Красота не должна раздражать людей. А если раздражает – уйди в сторонку

Надо постоянно об этом заботиться, внимательно относиться к тому, что сделано. У нас во Всемирном клубе петербуржцев есть три книги – Черная, Красная и Белая (в них представители общественности вносят соответственно: градостроительные ошибки, памятники под угрозой и удачные архитектурные решения – прим. ТАСС). Белая, быть может, самая главная. Красная и Черная известны всем, а Белая – что хорошо получилось в городе. Обычно такое отношение: "Хорошо – и ладно, и бог с тобой". А это очень важно – смотреть, где удачно получилось, где неудачно получается, где памятник правильно используется, где неправильно. Кроме атаки на то, что плохо, надо создавать рецепты, как делать хорошо. Как, например, сделали малую сцену Александринского театра – все замечательно вписалось в архитектуру, и внутри все так замечательно, хорошо и интересно, как сделан Главный штаб в здании Росси (Восточное крыло здания Главного штаба, которое передано Государственному Эрмитажу, – прим. ТАСС). Здесь все получилось.

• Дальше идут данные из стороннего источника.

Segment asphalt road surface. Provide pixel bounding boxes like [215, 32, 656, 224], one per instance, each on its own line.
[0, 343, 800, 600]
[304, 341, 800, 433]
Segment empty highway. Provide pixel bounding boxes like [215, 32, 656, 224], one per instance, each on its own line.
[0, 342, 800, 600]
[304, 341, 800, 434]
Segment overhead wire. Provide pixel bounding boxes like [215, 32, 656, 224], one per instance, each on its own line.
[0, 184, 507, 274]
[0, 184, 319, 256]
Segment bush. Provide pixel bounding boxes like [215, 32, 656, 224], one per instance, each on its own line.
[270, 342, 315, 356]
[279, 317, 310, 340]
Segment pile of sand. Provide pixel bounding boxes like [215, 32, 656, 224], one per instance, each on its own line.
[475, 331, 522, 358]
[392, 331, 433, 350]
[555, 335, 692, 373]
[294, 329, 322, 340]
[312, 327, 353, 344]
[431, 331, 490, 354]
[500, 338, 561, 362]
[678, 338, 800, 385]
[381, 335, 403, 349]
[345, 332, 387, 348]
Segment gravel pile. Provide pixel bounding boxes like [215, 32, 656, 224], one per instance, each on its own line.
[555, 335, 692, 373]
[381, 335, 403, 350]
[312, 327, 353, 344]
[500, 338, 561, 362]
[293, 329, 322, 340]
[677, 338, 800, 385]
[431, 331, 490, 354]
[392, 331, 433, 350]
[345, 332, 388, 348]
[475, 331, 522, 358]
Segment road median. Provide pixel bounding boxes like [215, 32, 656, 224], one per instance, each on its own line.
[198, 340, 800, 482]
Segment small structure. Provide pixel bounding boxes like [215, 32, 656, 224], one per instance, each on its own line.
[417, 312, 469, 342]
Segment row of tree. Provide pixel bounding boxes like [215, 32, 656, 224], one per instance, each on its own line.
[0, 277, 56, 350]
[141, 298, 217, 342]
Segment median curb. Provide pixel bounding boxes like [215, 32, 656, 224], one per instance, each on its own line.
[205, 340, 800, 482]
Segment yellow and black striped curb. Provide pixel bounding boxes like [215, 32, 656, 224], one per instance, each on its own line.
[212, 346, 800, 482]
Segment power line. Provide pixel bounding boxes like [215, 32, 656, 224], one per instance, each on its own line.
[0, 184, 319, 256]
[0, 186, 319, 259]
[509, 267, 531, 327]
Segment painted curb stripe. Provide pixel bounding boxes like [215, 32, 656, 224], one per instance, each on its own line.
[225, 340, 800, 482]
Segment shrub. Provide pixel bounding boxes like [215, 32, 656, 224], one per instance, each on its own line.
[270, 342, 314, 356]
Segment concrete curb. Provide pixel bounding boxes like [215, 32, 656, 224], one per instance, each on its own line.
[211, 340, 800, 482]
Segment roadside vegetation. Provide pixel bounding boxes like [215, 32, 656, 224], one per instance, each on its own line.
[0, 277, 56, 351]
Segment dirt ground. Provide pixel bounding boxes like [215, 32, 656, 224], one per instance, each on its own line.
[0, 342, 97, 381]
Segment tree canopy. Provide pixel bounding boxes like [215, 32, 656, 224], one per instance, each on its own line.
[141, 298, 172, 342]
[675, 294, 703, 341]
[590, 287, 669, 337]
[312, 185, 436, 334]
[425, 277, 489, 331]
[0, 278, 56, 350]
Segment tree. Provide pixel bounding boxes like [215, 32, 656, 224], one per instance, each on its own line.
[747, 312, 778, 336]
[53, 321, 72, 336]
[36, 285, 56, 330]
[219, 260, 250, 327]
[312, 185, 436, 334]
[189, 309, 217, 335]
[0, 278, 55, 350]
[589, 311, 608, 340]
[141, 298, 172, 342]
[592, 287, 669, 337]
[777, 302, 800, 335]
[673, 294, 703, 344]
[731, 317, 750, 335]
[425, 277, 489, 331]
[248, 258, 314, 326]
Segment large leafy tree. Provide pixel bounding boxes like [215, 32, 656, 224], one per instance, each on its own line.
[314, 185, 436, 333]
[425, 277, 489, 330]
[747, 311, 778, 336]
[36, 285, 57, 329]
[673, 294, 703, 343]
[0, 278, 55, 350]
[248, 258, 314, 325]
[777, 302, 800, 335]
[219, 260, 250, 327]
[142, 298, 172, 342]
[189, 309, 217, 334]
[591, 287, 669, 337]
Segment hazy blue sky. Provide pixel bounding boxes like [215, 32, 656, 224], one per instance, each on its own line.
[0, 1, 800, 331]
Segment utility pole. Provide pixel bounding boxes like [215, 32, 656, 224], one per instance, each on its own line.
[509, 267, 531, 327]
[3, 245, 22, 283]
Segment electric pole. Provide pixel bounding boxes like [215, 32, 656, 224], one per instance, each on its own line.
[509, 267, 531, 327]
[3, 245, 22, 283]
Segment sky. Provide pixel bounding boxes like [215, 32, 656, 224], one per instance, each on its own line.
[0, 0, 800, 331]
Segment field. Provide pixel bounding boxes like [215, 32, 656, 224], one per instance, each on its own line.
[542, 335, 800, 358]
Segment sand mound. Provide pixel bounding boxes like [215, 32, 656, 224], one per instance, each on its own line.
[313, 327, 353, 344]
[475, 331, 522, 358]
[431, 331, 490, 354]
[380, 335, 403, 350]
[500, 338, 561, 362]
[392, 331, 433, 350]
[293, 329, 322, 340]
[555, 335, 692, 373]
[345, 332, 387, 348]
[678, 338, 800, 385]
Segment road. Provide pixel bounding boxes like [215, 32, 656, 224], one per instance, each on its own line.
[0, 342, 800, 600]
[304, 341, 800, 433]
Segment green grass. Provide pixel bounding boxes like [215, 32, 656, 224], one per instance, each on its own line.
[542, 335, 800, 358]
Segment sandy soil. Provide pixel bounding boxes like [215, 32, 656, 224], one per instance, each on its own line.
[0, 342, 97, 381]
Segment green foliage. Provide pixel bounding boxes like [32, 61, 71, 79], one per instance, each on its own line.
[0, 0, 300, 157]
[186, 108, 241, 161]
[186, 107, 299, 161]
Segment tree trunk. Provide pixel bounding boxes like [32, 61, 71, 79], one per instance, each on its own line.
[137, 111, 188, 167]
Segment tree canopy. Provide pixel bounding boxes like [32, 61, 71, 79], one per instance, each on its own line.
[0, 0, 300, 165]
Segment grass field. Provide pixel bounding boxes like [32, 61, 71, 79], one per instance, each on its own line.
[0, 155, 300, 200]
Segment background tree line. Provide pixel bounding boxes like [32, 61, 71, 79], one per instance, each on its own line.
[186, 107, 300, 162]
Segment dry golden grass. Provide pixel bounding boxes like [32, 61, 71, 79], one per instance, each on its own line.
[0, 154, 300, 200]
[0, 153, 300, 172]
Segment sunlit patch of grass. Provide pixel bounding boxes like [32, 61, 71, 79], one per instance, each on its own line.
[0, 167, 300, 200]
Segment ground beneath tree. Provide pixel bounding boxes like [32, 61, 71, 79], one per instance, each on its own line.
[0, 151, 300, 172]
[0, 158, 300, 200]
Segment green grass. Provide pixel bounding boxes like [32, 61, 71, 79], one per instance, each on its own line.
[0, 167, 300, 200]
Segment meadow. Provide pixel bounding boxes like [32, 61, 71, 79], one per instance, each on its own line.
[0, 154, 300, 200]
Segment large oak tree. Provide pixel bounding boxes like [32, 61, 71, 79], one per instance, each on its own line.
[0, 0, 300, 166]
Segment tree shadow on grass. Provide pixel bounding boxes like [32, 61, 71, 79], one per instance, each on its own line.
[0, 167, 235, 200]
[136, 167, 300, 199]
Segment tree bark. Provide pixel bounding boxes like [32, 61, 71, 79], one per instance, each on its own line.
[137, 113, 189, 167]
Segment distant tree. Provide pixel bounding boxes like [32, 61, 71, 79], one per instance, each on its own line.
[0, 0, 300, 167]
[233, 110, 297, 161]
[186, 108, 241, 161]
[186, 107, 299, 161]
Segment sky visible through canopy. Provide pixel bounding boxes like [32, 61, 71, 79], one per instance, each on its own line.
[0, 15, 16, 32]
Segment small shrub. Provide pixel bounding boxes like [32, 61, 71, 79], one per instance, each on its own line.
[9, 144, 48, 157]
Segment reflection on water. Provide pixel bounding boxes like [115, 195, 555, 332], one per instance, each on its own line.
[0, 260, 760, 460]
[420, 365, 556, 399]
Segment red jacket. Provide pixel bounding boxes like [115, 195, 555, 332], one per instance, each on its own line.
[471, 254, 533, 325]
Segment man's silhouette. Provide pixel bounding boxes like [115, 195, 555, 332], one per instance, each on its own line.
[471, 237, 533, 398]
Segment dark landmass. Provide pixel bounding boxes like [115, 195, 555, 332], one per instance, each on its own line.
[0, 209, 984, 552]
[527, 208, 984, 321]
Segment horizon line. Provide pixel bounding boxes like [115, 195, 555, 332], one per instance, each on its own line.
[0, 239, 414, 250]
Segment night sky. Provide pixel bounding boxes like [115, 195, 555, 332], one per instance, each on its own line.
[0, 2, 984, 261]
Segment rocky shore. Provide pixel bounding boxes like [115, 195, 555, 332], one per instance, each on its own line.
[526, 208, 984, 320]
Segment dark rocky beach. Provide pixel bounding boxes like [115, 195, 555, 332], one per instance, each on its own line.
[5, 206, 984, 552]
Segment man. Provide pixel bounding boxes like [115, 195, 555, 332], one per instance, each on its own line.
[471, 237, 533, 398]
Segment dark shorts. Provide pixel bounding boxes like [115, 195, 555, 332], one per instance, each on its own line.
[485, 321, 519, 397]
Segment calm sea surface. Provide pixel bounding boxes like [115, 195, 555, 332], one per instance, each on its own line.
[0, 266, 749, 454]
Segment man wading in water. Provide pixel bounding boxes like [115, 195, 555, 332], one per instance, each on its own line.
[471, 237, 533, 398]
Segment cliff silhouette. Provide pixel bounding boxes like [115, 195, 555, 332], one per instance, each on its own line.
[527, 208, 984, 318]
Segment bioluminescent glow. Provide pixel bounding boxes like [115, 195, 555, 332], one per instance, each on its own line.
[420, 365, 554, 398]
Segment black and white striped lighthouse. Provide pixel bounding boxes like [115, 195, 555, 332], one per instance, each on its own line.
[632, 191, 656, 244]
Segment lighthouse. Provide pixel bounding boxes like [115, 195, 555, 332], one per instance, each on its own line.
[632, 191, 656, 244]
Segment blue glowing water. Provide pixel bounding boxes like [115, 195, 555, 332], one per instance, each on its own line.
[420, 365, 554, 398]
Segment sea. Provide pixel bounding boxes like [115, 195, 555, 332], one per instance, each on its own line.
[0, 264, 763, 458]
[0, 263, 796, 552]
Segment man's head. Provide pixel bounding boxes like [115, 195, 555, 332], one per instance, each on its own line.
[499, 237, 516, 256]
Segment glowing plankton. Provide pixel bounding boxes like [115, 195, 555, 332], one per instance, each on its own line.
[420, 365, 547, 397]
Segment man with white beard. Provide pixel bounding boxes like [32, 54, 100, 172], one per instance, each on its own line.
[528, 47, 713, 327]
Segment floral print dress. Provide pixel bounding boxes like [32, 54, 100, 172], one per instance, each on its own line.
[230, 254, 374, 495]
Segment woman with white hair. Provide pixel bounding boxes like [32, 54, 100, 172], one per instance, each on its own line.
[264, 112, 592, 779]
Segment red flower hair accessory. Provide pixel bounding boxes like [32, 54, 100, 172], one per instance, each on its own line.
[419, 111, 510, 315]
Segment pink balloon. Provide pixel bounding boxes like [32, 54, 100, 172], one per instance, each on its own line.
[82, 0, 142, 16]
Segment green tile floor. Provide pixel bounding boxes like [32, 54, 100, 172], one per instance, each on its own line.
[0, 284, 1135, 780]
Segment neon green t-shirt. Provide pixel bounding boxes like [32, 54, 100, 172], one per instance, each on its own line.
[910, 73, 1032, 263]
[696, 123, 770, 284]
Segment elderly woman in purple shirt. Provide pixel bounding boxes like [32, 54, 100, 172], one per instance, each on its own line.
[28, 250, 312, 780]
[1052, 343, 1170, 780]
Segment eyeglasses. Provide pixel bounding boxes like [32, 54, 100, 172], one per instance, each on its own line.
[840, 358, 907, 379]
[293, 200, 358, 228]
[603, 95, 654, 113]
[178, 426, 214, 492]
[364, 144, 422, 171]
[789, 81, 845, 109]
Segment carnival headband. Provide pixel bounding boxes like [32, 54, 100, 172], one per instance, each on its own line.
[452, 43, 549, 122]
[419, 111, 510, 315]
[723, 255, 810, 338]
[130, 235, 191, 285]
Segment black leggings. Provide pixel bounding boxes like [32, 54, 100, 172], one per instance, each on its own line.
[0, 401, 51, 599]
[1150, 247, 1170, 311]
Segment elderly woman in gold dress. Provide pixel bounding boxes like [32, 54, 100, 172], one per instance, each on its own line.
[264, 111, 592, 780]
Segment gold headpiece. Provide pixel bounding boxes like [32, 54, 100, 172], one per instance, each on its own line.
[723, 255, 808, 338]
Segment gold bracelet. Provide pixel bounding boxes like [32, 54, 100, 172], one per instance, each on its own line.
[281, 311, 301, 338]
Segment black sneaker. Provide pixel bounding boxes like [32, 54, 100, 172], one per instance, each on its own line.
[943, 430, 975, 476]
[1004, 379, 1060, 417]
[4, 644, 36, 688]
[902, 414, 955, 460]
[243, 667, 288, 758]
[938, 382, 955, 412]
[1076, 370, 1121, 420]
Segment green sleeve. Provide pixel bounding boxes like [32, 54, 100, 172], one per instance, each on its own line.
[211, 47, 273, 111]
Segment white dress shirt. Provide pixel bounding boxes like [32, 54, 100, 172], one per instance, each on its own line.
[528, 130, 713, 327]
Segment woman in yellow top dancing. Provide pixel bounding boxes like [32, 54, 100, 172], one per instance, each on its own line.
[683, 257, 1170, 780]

Чтобы защитить памятник, нужны силы, нужна идеологическая подготовка к этому и правильное общественное мнение, понимание, что хорошо, что нужно делать. Нельзя разрушать памятники, нельзя уничтожать идолов. А что с ними делать, если ты не терпишь идолов? Ты не ходи в музей. В музее живут разные религии – если ты ненавидишь католические иконы, ну и ненавидь их, не ходи в собор и в музее тоже отойди в сторону. В музее наличие разных вещей красиво, и эта красота, разница, различия не должны раздражать людей. А если раздражает – уйди в сторонку. Вот этим правилам поведения нужно учить. Это непросто, но это как раз то, что нужно делать. Каждый должен заниматься своим делом. Наше дело – вот это, и от нас, из залов музеев, должны выходить люди, которые не поднимут руку на памятники Пальмиры.